The last visualization again looks at the country overall to assess a factor that not many people take into consideration, air quality. We think about things like income, rent population, and size because these are all tangible things that you can see. You can look at a city and see how large it is, or how many people live there. You can look at someone’s apartment and infer how much their rent is, or what their income is. Air quality on the other hand is something you can’t see so it is not something many people think about. A heatmap is a good way to distinguish the air quality in cities across the country. For the heat map, I found the average AQI for each region and city size in the country. The higher the AQI, the worse the air quality is.
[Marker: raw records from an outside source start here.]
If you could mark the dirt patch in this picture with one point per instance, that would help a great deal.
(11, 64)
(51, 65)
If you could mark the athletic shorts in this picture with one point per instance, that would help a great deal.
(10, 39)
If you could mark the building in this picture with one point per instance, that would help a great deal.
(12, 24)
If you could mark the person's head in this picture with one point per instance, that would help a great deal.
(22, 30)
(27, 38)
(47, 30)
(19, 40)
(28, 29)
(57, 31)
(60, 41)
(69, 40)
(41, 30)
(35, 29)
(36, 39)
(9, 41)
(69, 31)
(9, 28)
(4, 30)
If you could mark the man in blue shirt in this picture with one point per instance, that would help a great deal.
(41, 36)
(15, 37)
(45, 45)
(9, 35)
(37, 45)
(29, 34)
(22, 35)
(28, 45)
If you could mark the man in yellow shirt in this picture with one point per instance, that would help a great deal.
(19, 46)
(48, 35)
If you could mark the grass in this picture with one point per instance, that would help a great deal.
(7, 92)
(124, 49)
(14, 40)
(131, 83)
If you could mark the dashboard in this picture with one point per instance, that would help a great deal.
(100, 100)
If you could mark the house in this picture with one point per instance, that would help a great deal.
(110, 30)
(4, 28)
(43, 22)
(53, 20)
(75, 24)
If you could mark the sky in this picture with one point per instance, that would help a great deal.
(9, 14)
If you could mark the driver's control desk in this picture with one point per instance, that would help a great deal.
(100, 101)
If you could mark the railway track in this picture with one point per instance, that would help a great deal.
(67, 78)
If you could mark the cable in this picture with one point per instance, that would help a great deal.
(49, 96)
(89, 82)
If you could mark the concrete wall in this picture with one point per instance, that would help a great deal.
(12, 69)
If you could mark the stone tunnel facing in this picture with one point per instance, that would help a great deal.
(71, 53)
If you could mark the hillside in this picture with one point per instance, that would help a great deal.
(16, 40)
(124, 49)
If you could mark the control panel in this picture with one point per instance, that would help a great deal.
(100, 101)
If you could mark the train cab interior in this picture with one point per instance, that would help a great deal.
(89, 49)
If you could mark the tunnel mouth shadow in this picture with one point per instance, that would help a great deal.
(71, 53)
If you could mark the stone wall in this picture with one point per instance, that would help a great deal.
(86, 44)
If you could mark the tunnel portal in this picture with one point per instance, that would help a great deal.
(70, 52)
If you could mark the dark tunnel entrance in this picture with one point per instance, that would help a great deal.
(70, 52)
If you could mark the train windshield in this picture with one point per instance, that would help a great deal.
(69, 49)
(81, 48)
According to the heat map, larger cities in the west have the worst air quality. This may affect decision making for someone that was looking at Los Angeles or San Francisco. The average AQI of large western cities is 54.00. California accounted for six out of the ten cities with the higher AQI, with Riverside, CA, having an AQI of 84. This is extremely alarming and should signal someone that maybe living in Riverside isn’t the best idea. Los Angeles ranks third with an AQI of 70. That is substantially less than Riverside, but still high. One interesting thing to note is that although the West has the highest AQI in the country within their large cities, the smaller cities on the other hand have the lowest AQI in the country with a score 35.25. The Midwest, Northeast, and South all have similar ranges of AQI across their different cities, in total ranging from 38 to 45. Although the quality of air is not something people think about too often when they are searching for a new city, it is interesting to see what parts of the country fare off better than others.

Conclusion

These visualizations shed light on various aspects that play a crucial role in decision-making, such as the number of cities in a state, the sizes of cities, population, walkability, income, rent, and air quality. We often hear about these places and things about them, for example how people perceive New York City as the center of to be so massive and populated, yet without anything to copmare it to, these numbers and ideas remain abstract. We often hear about economic activity and how large cities on the east coast have boasting economies, so it is useful to see how the numbers are actually involved, specifically when it comes to average income, unemployment, or rent.

These visualizations allow individuals to make more informed choices as they make important decisions about where they may want to start their life in the country. Without the ability to manipulate data in a way that communicates a message, useful information remains out of reach to a user.